Despite L.A. storms, region will still be parched, fire-prone
Even as Los Angeles wades through the middle of one of the wettest periods in at least two years, public officials and weather forecasters say it will do little to catch the region up on one of the driest rain seasons on record, and may not decrease fire danger much at all.
“Although Los Angeles County is expected to receive some significant rainfall ... our region is still in a drought and fire danger remains high,” Supervisor Michael D. Antonovich said in a news release this week.
Angelenos have, in many ways, embraced these storm systems as necessary for a parched region that has been bound by dry, summer-like conditions during what is supposed to be its rainy season.
Prior to the current weather systems, just 1.2 inches of rain had been recorded in the region since July 1, the start of the rain-measuring year. The average for this point in the season is about 10.45 inches.

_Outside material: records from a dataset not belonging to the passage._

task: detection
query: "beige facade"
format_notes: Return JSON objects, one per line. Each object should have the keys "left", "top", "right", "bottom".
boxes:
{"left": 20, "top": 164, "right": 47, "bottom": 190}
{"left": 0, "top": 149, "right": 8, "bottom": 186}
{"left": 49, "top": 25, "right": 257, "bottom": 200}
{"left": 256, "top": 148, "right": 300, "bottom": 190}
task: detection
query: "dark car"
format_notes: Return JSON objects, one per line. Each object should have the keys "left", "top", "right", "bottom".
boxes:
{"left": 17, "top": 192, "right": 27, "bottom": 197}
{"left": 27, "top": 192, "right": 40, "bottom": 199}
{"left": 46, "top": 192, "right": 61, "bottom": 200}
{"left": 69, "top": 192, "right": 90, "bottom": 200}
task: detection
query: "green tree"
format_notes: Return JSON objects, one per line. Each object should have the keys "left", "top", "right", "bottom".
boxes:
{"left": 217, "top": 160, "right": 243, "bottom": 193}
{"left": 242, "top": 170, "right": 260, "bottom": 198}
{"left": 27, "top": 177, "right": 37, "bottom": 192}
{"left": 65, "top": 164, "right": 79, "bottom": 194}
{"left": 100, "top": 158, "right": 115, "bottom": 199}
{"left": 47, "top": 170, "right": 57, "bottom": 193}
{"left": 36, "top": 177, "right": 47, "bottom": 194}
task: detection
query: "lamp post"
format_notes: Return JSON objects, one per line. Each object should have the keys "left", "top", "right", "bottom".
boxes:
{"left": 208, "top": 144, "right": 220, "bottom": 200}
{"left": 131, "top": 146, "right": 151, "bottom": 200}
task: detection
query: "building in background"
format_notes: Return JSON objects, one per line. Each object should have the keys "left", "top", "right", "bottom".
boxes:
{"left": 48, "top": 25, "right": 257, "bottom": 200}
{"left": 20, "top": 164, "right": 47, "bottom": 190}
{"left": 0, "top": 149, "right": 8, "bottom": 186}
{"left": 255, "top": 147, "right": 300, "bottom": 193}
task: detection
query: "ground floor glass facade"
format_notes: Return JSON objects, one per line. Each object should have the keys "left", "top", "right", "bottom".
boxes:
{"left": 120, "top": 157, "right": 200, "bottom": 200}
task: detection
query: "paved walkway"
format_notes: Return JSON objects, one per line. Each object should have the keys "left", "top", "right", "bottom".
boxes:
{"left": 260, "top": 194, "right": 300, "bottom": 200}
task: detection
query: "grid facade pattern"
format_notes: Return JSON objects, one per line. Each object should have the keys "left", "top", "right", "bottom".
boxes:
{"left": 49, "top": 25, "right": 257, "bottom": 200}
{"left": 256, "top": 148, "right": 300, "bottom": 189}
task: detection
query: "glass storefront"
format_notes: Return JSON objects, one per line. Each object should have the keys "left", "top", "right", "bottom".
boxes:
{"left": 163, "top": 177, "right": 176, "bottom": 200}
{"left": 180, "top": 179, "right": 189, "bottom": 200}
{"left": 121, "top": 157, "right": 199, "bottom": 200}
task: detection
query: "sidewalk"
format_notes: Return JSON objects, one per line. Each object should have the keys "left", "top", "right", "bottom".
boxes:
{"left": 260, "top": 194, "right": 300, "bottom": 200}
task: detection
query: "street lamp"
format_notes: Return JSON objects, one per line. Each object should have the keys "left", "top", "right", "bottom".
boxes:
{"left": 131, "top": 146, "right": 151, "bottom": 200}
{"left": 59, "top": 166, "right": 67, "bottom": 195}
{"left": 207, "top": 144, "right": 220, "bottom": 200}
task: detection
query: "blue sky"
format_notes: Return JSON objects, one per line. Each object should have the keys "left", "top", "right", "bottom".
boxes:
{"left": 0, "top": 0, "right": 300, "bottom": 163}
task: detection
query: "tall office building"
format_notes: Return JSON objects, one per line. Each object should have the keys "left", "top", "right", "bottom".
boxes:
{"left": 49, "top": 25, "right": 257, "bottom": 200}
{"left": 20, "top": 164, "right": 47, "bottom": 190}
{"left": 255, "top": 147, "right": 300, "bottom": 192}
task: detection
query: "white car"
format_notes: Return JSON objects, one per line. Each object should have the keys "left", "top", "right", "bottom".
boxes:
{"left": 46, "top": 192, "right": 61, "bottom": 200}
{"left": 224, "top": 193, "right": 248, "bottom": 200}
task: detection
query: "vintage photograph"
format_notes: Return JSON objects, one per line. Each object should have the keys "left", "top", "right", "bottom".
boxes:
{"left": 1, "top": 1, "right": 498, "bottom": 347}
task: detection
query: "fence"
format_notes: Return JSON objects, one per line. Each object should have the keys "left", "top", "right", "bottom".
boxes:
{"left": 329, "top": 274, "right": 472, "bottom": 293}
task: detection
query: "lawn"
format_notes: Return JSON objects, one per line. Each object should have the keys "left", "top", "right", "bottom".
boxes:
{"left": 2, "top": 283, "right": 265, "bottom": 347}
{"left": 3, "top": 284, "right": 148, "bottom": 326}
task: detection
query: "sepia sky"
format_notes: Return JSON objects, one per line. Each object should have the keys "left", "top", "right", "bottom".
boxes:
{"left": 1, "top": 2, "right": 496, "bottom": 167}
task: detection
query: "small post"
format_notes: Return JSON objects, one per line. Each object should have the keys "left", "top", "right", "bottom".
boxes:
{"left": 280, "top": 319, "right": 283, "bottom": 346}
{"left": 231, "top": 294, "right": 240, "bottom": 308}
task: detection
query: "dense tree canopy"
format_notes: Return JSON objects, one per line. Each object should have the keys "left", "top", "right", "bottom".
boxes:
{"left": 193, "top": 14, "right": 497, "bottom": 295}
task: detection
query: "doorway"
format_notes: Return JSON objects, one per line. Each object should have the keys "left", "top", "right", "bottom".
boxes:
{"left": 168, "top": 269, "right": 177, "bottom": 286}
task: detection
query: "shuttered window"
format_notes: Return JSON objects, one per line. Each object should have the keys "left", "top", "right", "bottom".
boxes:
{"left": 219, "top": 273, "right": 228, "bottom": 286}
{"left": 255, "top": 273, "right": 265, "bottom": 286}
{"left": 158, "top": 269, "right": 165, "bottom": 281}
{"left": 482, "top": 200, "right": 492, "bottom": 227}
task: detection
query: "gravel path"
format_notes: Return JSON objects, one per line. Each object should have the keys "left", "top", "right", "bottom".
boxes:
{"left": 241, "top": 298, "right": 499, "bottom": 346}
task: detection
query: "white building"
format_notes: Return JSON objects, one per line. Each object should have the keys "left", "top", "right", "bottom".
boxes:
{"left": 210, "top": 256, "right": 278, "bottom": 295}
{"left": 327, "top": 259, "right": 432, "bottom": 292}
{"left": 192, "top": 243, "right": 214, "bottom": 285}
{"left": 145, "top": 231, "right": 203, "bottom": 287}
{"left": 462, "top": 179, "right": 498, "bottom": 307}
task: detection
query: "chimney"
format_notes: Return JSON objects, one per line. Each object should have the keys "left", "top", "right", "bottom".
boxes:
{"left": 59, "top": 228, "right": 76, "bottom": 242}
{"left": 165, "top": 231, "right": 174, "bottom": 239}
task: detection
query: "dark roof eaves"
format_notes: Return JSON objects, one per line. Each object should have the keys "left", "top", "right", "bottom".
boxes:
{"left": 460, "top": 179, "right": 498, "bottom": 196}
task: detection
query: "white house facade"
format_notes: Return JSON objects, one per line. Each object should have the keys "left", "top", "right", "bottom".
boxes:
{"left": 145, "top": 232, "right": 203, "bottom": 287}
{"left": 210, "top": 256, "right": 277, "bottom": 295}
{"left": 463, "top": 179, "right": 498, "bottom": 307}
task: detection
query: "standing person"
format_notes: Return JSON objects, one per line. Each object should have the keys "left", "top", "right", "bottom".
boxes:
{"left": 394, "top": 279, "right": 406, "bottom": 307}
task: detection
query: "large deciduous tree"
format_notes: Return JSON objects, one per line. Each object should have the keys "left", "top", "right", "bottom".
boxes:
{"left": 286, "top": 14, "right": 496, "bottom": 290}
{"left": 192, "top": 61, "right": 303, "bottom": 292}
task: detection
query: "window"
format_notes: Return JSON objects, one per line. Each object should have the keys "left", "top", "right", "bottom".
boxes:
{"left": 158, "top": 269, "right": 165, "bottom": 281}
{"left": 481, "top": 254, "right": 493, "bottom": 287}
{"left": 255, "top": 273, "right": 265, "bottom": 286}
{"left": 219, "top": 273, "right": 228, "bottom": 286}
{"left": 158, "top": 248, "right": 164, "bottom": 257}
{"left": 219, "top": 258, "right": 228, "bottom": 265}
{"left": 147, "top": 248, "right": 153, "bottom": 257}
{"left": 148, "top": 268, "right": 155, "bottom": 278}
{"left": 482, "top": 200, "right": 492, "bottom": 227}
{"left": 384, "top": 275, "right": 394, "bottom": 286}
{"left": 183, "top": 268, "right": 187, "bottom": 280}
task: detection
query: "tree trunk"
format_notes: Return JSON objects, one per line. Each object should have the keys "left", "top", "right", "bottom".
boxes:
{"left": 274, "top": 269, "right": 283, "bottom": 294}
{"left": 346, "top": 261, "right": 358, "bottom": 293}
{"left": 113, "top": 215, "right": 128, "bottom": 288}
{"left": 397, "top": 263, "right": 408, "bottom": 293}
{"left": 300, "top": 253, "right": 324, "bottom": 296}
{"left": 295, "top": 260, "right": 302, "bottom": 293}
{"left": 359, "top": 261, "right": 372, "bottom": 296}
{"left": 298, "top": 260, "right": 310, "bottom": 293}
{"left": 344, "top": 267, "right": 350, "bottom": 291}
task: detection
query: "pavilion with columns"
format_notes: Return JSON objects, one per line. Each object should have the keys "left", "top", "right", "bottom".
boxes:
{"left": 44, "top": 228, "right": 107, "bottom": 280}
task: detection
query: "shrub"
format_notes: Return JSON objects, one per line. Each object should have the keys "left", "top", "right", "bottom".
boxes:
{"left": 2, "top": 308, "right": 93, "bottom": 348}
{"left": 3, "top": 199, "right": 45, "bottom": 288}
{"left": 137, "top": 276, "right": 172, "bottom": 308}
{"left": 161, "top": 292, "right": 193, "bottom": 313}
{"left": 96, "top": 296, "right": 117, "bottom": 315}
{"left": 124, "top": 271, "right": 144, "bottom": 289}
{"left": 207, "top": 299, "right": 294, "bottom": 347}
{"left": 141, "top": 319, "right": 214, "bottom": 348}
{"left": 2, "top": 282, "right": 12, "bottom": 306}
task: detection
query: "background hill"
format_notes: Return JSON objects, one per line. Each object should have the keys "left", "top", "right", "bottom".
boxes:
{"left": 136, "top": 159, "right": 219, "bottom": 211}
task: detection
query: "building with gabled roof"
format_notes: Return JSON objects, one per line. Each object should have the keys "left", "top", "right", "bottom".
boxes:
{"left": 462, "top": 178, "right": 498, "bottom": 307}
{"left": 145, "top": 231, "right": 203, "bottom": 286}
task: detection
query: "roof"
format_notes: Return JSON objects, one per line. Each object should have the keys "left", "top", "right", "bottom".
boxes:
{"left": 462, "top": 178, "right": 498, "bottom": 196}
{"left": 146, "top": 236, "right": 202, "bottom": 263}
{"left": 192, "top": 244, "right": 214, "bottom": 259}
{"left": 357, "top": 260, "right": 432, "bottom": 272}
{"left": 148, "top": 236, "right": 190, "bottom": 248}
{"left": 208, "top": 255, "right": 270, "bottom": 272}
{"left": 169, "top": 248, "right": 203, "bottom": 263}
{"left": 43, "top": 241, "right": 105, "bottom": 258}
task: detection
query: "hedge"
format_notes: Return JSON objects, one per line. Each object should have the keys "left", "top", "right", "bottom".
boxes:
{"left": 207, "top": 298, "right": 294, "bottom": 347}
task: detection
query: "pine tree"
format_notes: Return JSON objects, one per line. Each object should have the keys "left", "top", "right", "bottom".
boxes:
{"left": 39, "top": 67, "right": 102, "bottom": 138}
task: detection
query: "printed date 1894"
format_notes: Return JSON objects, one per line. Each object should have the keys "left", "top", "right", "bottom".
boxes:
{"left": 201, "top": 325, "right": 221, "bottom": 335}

“We’re so far behind right now that it would take several of these storms to bring us up,” said meteorologist Kathy Hoxsie of the National Weather Service in Oxnard.
The long-term forecast does call for a storm system possible in Northern California, which could mean another event in L.A. if it makes it way south. But even that system would likely do little to sustain the levels of moisture fire authorities hope for.
“It reduces the problem for the short period, those fuels that are typically the ones that will fire off and get things started will be too moist ... but it won’t take very long for those to dry out again,” Hoxsie said, referring to vegetation made tinder dry by the prolonged dry spell.
“This will improve the short-term fuel moisture.... In the short run they’ll be harder to burn, but if we go on another, even weeklong drying session, those fuels will be back to where they were,” she added.
Los Angeles County Fire Department Inspector Tony Akins had a similar view.
“This rain coming in will help that [fuel moisture level] tremendously,” he said. “However, it’s not at a point yet where we can say three or four days of rain will” make a radical change.
The relatively weak rain storm that passed through Los Angeles County on Thursday was expected to be followed by a much stronger one Friday, bringing with it the threat of debris flows and flooding.
But with the region not out of the wildfire woods, Antonovich announced that the lease for two CL-415 Super Scoopers from Quebec -- which can each carry 1,620 gallons of water and fly three hours before refueling -- had been extended through March 15.
“In addition to County Fire’s own aerial fleet, the Super Scoopers are powerful tools to protect life and property,” Antonovich said.